My mother was a Mann before she got married. Her paternal grandparents came from a little shtetl called Hussakow which was sequentially in Ruthenia, Little Poland, Poland/Lithuania, Red Russia, Galicia, Poland, The Soviet Union and, today, Ukraine. In search of Hussakow, birthplace of Levi Yitzhak of Berdichev as well as several generations of Manns, we flew to Lviv.

The moment we walked into the centre of the town, it was clear that we weren’t in Lviv (the Ukrainian) or even in Lwow (the Polish) but in Lemberg — the German name for the town that was for such a long time part of the Austro-Hungarian Empire.
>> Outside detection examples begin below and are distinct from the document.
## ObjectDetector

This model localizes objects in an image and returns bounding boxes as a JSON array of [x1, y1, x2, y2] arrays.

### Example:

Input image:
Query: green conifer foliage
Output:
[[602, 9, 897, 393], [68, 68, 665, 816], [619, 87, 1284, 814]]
Dignified, if faded buildings, broad streets, cobbled squares full of trees, trams and central European elegance. It was as if time had stood still and nothing had changed.

Daniel, Lisa, Miriam and I walked down Old Hebrew Street, once the heart of a city that had been 30% Jewish. At the end, by the Arsenal, was an empty site, unkempt and litter-strewn where one of the great European synagogues, the Golden Rose, had been. There was a small plaque and the remains of a candle. As we began to read it and showed signs of interest and attachment, a man came over and began to sing menacingly in German.

The square became threatening as well as shabby and we left hurriedly. Nothing had changed.

It occurred to me as I stood later in Hussakow, on the place where the Nazis had obliterated more than sixty wooden homes and murdered all 249 Jewish inhabitants, that we Jews are not just haunted by our past but by our present too. If only the world would make an effort to understand that it is not just past angst but present fear that drives us, we might be able to respond more positively than we do to the challenge of living in multi-faith societies and in a land which has to be shared.